5. – La J. O. C. se mettra en rapport avec les écoles dès avant la sortie des élèves de dernière année, afin de collaborer pratiquement à la préparation au travail, au choix du métier, et au placement des élèves.
6. – Elle tâchera d’obtenir la collaboration des instituteurs avec les services jocistes par des visites personnelles et des invitations aux fêtes jocistes, par des abonnements aux journaux jocistes, par des conférences aux réunions d’instituteurs et aux élèves des écoles normales.
7. – La J. O. C. fera comprendre aux jocistes la signification de la paroisse, du clergé paroissial, de l’église paroissiale, du culte paroissial et leur inculquera un grand amour pour la société paroissiale. La fierté jociste doit inclure la fierté paroissiale.
8. – La J. O. C. méritera la confiance et l’appui du clergé paroissial par le zèle de ses dirigeants et de ses militants à promouvoir la vie paroissiale.
9. – La section paroissiale de J.O.C. n’est pas exclusivement paroissiale.
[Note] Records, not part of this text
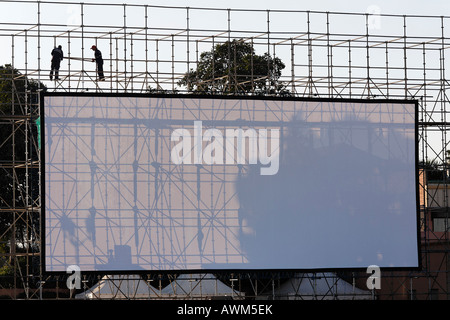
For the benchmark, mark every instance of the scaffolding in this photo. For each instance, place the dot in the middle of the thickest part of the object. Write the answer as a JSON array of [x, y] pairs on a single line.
[[326, 54]]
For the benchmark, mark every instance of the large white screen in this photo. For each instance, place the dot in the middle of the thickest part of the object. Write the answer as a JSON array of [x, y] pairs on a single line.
[[160, 183]]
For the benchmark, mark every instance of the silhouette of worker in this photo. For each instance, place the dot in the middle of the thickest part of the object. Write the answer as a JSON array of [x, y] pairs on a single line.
[[57, 57], [99, 61]]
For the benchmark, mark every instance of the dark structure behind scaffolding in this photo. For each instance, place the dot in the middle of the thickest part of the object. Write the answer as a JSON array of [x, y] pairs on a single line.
[[327, 55]]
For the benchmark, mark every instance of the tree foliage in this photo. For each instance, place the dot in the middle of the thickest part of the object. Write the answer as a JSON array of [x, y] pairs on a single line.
[[233, 67]]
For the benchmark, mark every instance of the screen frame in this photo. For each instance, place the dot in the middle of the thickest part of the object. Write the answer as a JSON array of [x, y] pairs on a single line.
[[223, 97]]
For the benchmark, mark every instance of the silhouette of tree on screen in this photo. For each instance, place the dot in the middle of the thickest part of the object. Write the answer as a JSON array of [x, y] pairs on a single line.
[[233, 67]]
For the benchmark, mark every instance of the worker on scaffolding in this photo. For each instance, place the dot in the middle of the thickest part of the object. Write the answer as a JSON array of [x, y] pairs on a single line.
[[99, 61], [57, 57]]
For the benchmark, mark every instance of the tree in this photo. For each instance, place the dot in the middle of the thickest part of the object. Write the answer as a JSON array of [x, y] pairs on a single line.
[[234, 68]]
Elle est un membre des fédérations générale et régionale; elle est donc soumise à l’autorité et à la discipline de ces fédérations qui ont reçu une mission du Pape et des Evêques.
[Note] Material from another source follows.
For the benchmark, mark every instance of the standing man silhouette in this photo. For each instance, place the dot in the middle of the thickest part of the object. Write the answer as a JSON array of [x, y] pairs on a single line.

La section locale doit partager la vie et l’activité de ces fédérations pour pouvoir aider les jeunes salariés dans leur vie journalière et dans le milieu du travail.
10. – Plus la section paroissiale de J. O. C. participera à la vie fédérale et à toute l’activité jociste, plus elle accentuera le caractère jociste de sa propre organisation, plus elle aidera les jeunes salariés et plus elle développera chez eux les convictions et la fierté chrétiennes.